All the news stories about the First Lady bringing down the house with her comedy routine are a perfect reminder of how thoroughly the "liberal media" is dominated by the Bush Administration's propagandists. Even the New York Times story begins with Laura Bush's one-liners, before going on to explain that she actually had little to do with spinning them:
The first lady's lines were written by Landon Parvin, a longtime Washington speechwriter who does jokes for Mr. Bush and who wrote both comedy and serious speeches for Ronald Reagan. More to the point, Mr. Parvin wrote the lyrics to "Secondhand Clothes," the song-and-dance routine that Nancy Reagan performed to the tune of "Secondhand Rose" at the 1982 Gridiron dinner in Washington.
That performance, which lampooned the first lady's taste in designers, was a hit after a string of public relations disasters, from Mrs. Reagan's supervision of the purchase of a $200,000 set of White House china to the trunkloads of dresses she took for a week of partying at the wedding of Prince Charles and Diana. Press coverage of Mrs. Reagan was subsequently more positive, and "Secondhand Clothes" is still cited as a reason.
In Mrs.

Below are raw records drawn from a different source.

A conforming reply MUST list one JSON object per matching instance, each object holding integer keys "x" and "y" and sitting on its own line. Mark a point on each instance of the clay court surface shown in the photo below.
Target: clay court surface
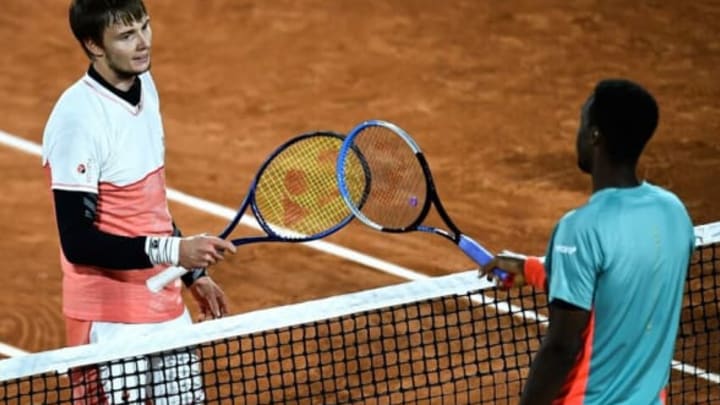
{"x": 491, "y": 91}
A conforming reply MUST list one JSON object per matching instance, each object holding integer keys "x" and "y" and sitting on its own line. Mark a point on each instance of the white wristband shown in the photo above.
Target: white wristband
{"x": 163, "y": 249}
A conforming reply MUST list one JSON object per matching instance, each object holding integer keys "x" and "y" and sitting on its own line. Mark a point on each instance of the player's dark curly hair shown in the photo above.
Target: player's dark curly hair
{"x": 626, "y": 115}
{"x": 89, "y": 18}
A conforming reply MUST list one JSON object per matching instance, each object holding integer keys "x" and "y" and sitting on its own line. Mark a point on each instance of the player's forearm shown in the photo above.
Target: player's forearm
{"x": 549, "y": 371}
{"x": 82, "y": 243}
{"x": 534, "y": 272}
{"x": 193, "y": 275}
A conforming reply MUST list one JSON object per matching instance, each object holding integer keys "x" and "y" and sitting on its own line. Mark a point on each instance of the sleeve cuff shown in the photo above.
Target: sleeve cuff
{"x": 192, "y": 276}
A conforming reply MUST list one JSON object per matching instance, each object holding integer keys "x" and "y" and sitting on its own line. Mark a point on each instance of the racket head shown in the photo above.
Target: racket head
{"x": 400, "y": 188}
{"x": 295, "y": 195}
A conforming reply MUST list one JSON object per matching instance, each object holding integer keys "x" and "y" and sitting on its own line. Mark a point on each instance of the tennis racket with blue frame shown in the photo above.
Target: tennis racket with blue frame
{"x": 294, "y": 196}
{"x": 402, "y": 192}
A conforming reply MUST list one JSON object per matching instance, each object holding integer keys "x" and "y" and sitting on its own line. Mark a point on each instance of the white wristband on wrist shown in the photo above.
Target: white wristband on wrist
{"x": 163, "y": 249}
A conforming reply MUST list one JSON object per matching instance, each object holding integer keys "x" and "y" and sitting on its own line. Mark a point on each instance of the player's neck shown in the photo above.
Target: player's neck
{"x": 120, "y": 82}
{"x": 614, "y": 176}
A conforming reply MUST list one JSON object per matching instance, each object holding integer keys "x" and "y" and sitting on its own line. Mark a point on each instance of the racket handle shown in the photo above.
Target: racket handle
{"x": 481, "y": 256}
{"x": 165, "y": 277}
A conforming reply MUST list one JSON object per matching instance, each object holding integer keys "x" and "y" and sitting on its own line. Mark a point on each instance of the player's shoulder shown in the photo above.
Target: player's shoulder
{"x": 75, "y": 101}
{"x": 148, "y": 84}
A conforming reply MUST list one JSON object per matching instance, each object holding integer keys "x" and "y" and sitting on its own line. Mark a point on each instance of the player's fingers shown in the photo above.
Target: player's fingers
{"x": 223, "y": 245}
{"x": 216, "y": 255}
{"x": 489, "y": 266}
{"x": 223, "y": 304}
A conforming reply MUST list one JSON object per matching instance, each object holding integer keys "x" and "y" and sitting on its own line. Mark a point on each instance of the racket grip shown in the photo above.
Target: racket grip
{"x": 165, "y": 277}
{"x": 482, "y": 256}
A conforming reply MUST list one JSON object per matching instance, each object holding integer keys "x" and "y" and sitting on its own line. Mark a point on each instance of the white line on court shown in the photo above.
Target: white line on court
{"x": 336, "y": 250}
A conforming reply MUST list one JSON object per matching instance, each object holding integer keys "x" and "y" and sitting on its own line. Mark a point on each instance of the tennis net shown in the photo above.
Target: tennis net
{"x": 447, "y": 340}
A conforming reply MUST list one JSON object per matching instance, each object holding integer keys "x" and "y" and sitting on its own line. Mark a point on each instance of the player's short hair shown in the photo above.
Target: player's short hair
{"x": 89, "y": 18}
{"x": 626, "y": 114}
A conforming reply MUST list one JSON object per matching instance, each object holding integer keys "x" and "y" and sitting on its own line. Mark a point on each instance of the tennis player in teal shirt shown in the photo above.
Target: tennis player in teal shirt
{"x": 614, "y": 268}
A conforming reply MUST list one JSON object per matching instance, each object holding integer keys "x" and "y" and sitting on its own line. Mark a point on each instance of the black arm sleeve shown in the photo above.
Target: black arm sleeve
{"x": 191, "y": 276}
{"x": 83, "y": 243}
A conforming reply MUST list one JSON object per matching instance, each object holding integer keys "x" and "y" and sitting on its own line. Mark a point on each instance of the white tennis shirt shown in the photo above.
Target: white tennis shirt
{"x": 97, "y": 142}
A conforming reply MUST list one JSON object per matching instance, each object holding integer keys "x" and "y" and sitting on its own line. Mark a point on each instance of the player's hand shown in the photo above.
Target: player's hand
{"x": 210, "y": 298}
{"x": 511, "y": 263}
{"x": 203, "y": 251}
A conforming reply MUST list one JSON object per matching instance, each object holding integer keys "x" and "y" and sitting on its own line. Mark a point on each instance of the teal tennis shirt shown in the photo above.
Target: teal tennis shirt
{"x": 623, "y": 256}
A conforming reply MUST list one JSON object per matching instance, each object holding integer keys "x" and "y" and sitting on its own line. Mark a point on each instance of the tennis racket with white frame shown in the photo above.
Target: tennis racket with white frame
{"x": 402, "y": 190}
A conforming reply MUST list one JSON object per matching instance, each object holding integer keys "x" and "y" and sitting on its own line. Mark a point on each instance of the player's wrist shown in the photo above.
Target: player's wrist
{"x": 163, "y": 249}
{"x": 193, "y": 275}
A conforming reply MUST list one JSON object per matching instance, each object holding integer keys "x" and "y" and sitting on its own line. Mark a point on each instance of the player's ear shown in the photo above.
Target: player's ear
{"x": 93, "y": 49}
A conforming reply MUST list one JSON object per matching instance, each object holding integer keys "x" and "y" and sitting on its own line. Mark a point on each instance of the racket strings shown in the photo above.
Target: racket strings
{"x": 297, "y": 196}
{"x": 398, "y": 189}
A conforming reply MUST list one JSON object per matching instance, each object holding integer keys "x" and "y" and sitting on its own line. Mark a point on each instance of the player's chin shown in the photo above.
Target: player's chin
{"x": 140, "y": 66}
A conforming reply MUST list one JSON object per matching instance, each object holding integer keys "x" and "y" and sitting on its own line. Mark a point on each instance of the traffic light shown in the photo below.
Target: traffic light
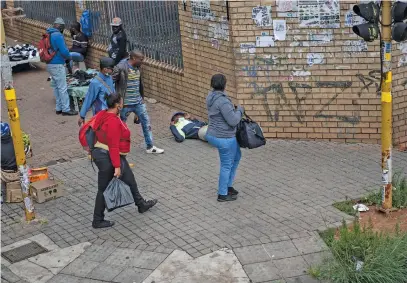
{"x": 399, "y": 14}
{"x": 370, "y": 12}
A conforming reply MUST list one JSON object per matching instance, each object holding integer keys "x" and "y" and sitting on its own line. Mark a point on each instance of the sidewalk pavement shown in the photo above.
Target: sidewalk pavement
{"x": 286, "y": 191}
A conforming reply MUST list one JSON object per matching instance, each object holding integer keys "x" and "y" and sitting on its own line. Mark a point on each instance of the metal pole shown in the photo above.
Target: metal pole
{"x": 14, "y": 118}
{"x": 386, "y": 99}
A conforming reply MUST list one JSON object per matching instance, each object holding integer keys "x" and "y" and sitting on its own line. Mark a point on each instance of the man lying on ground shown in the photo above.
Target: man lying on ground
{"x": 183, "y": 126}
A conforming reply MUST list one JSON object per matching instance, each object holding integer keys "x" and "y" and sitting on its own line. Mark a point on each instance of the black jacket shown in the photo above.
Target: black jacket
{"x": 8, "y": 156}
{"x": 117, "y": 47}
{"x": 79, "y": 44}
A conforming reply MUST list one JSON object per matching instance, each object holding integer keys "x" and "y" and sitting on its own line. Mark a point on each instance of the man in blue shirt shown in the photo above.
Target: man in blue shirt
{"x": 99, "y": 86}
{"x": 57, "y": 70}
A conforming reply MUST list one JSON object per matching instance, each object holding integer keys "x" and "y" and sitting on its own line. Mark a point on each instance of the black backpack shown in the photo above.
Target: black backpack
{"x": 249, "y": 134}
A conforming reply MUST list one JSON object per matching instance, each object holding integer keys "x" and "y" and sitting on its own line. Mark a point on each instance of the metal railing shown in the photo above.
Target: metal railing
{"x": 47, "y": 11}
{"x": 151, "y": 26}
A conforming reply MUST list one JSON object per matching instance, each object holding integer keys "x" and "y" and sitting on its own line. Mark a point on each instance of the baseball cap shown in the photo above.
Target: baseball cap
{"x": 59, "y": 21}
{"x": 116, "y": 22}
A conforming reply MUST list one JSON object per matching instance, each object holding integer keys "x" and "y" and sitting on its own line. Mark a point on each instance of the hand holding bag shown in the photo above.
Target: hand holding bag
{"x": 249, "y": 134}
{"x": 117, "y": 194}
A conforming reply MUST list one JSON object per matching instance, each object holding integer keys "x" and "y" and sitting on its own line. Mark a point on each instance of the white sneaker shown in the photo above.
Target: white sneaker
{"x": 155, "y": 150}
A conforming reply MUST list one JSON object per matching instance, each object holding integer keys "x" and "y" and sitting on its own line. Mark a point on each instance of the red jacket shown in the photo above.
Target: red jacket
{"x": 111, "y": 131}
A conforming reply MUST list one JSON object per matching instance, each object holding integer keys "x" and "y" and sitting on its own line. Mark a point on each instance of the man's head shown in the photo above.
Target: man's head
{"x": 75, "y": 28}
{"x": 106, "y": 66}
{"x": 116, "y": 25}
{"x": 59, "y": 24}
{"x": 136, "y": 58}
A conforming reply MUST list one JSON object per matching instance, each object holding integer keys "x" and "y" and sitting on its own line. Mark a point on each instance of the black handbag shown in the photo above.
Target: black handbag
{"x": 249, "y": 134}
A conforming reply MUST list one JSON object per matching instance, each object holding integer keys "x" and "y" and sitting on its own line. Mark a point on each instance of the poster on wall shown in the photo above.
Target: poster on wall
{"x": 262, "y": 16}
{"x": 247, "y": 48}
{"x": 280, "y": 29}
{"x": 201, "y": 10}
{"x": 319, "y": 13}
{"x": 265, "y": 41}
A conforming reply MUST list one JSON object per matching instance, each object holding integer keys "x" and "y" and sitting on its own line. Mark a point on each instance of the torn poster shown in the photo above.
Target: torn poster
{"x": 262, "y": 16}
{"x": 265, "y": 41}
{"x": 351, "y": 19}
{"x": 319, "y": 13}
{"x": 287, "y": 6}
{"x": 280, "y": 29}
{"x": 355, "y": 46}
{"x": 403, "y": 47}
{"x": 315, "y": 58}
{"x": 247, "y": 48}
{"x": 201, "y": 10}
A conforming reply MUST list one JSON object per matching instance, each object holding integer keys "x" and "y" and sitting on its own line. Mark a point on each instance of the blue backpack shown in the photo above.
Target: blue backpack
{"x": 86, "y": 23}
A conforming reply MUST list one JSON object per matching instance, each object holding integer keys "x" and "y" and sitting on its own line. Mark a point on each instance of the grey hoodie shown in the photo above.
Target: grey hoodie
{"x": 222, "y": 115}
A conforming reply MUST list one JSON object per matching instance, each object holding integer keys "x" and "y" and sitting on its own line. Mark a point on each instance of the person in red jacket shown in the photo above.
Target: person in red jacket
{"x": 109, "y": 155}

Bush's case, playing off "Desperate Housewives" was a natural, even though Ms. Whitson said that Mrs. Bush had never actually seen the racy ABC hit show. Ms. Whitson said the first lady had heard about the characters and plot from the Bush twins, Jenna and Barbara, who are fans, and was planning to watch the entire first season on a DVD she has at home.
Ms. Whitson said Mr. Parvin sat down with the first lady some weeks ago to work out ideas. He then wrote a script and helped Mrs. Bush with her timing and delivery over several days of rehearsals, including one run-through shortly before the dinner. The first lady went on right after dessert, as Mr. Bush was at the lectern launching into the traditional presidential stand-up routine, in this case rehashing some of his worst jokes from the 2004 campaign.
Mrs. Bush suddenly got up and "interrupted" her husband, saying, "Not that old joke; not again." Then she added, as the audience laughed: "I've been attending these dinners for years and just quietly sitting there. I've got a few things I want to say for a change."
Ms. Whitson said that while Mr. Bush was in on the setup, he did not know what his wife would say. He reacted mostly by cackling with a beet-red face, including when his wife said, "George, if you really want to end tyranny in the world, you're going to have to stay up later."
Mr. Parvin, who said in an interview before the dinner that writing a speech about the Iran-contra scandal was a lot easier than humor, termed self-deprecating jokes essential for presidents. As a joke writer, he said that his most important task was to meld personality and topicality.
"First of all, you get the person's character in your head," he said. "But a lot depends on what's going on at the time. It's just a feeling that's in the air. So you take that feeling and distill it down to lines that reflect the perception of that person's character."
Or as Mrs. Bush noted on Saturday night about her husband and the ranch in Texas: "George didn't know much about ranches when we bought the place. Andover and Yale don't have real strong ranching programs. But I'm proud of George. He's learned a lot about ranching since that first year when he tried to milk the horse. What's worse, it was a male horse."
I can't think of a better way to explain the meaning of the word "insidious." You want to humanize the President? Get the American public to imagine their President giving a hand-job to a horse but failing to do the same for his wife. In the words of the inimitable Cartman, "Sweet!"